Just to be sure I get you right, are you saying if the user has specifically overwrote ::on-polling-error to return false, they should be handling this case? (or at least made aware by the logging changes you introduced)
In my opinion as a user of this great library, this could still hurt the users in the sense that it would take time to react, and the consequences could be great, imagine this infinitely run job one to write something to DynamoDB, it would scale the DB up and up to meet increased Write Capacity Units and could technically make quite a surprise on the bill day. :)
Yeah, I can see that it might get you into not-so-great situations. But the alternative, to happily let clearly incorrect code continue to run, is not great either.
First, I would question the need to customize ::on-polling-error in the first place. The default is to stop the worker, since something obviously is wrong and the current production code is clearly not able to handle it. So I would ask why you've provided a false-returning ::on-polling-error?
If you really need that function, then a workaround would be to check if (:type (ex-data e)) is :proletarian.retry/failed-job-fn-error. The you should return true so that the worker can stop, and the consequences you sketch out wouldn't happen.
Out of curiosity, what kind of work are you doing in failed-job-fn that is throwing exceptions?
Sorry for the very late reply!
So I would ask why you've provided a false-returning ::on-polling-error?
The worker executes jobs with side effects, so its possible for them to fail, and I think the intention setting ::on-polling-error to false is to keep worker running in such cases.
Out of curiosity, what kind of work are you doing in failed-job-fn that is throwing exceptions?
We're tracking the status of the runing job in an entity that it's related to. We're setting that status in the entity to "failed" to render it in frontend in failed-job-fn. So it's a db call, hence why there's a risk for it to fail.
So I would ask why you've provided a false-returning ::on-polling-error?
The worker executes jobs with side effects, so its possible for them to fail, and I think the intention setting ::on-polling-error to false is to keep worker running in such cases. […] We're tracking the status of the runing job in an entity that it's related to. We're setting that status in the entity to "failed" to render it in frontend in failed-job-fn. So it's a db call, hence why there's a risk for it to fail.

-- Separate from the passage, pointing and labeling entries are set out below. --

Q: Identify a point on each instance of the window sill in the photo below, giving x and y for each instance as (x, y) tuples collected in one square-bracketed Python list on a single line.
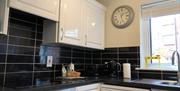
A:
[(159, 69)]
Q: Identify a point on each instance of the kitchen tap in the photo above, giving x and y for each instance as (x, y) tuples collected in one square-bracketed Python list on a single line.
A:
[(173, 60)]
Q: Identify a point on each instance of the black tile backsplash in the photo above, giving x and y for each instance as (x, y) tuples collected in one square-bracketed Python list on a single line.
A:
[(23, 58)]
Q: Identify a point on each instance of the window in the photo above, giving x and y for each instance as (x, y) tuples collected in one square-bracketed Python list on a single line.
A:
[(160, 33)]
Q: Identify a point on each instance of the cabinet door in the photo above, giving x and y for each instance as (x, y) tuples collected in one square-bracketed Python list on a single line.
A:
[(70, 22), (4, 16), (44, 8), (95, 26)]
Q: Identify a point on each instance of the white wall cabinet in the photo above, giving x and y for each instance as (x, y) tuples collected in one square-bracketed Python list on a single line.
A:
[(4, 15), (45, 8), (120, 88), (91, 87), (95, 23), (81, 23)]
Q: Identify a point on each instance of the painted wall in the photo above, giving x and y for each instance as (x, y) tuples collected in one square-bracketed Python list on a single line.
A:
[(126, 37)]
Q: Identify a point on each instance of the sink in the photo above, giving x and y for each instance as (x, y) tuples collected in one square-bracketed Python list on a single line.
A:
[(158, 82)]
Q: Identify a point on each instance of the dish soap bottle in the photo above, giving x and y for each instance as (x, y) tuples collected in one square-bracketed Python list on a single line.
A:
[(63, 71)]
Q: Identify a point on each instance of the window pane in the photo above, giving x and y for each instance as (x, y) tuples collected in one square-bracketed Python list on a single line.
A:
[(165, 37)]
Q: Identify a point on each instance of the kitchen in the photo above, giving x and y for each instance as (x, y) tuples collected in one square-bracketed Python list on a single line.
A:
[(38, 39)]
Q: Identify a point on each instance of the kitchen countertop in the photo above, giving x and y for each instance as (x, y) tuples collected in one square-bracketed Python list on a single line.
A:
[(50, 85)]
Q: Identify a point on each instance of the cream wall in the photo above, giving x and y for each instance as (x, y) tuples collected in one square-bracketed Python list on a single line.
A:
[(126, 37)]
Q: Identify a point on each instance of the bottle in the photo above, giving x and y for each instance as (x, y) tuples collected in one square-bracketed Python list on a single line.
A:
[(63, 71)]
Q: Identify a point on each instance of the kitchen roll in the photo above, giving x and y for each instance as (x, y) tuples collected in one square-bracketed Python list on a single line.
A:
[(127, 70)]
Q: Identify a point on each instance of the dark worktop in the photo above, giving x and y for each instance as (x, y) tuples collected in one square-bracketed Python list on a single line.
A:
[(50, 85)]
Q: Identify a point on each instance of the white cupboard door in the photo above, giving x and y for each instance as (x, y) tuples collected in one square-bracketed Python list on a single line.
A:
[(95, 27), (91, 87), (70, 22), (44, 8)]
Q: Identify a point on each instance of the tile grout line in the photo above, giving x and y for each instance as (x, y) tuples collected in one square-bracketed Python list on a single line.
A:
[(34, 56), (5, 68)]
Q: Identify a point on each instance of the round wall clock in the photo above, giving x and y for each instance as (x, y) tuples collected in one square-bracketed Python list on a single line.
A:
[(122, 16)]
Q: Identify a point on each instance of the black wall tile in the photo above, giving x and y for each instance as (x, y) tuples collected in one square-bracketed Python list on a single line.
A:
[(2, 68), (3, 48), (20, 50), (19, 68), (1, 81), (18, 80), (2, 58), (19, 59)]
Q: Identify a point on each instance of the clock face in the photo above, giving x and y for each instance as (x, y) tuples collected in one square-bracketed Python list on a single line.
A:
[(122, 16)]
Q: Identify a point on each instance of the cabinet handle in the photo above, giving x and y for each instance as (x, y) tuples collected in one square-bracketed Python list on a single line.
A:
[(85, 39), (62, 30)]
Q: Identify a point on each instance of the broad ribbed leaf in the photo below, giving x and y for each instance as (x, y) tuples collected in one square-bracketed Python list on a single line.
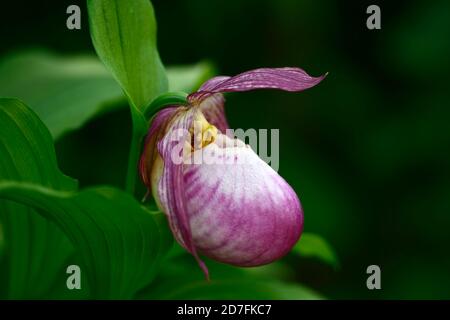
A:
[(119, 241), (124, 35), (188, 78), (65, 92), (35, 250), (176, 281)]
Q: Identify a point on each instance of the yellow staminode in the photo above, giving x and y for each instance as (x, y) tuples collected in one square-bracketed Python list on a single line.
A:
[(202, 132)]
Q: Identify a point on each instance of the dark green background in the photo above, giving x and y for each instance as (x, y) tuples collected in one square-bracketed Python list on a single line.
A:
[(366, 150)]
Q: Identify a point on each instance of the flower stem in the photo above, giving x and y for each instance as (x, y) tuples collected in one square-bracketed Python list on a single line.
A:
[(139, 130)]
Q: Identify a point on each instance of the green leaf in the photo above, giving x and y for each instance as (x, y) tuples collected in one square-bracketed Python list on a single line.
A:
[(120, 242), (124, 36), (181, 279), (314, 246), (189, 78), (35, 250), (65, 92)]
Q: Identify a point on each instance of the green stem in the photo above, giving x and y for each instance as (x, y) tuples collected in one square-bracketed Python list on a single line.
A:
[(138, 133)]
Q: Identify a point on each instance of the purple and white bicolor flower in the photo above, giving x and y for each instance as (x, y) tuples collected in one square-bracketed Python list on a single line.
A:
[(238, 211)]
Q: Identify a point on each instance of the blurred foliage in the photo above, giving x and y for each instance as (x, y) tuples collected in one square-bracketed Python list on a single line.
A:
[(366, 150)]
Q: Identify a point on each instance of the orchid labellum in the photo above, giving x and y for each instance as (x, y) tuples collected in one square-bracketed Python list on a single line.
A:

Any side-effecting job worker might fail, this is normal and expected. Since your domain cares about the failures, you should catch any exceptions you care about in the job worker and update the entity with the failed state right there, in the job worker (not in the more generic and infrastructure-y failed-job-fn). The job worker would then finish sucessfully, even if it "failed". It was successful on the infrastructure level, while it failed on the domain level.
Does this make sense?
Let me know if you have any follow-up questions regarding this. I'm closing the issue in the meantime.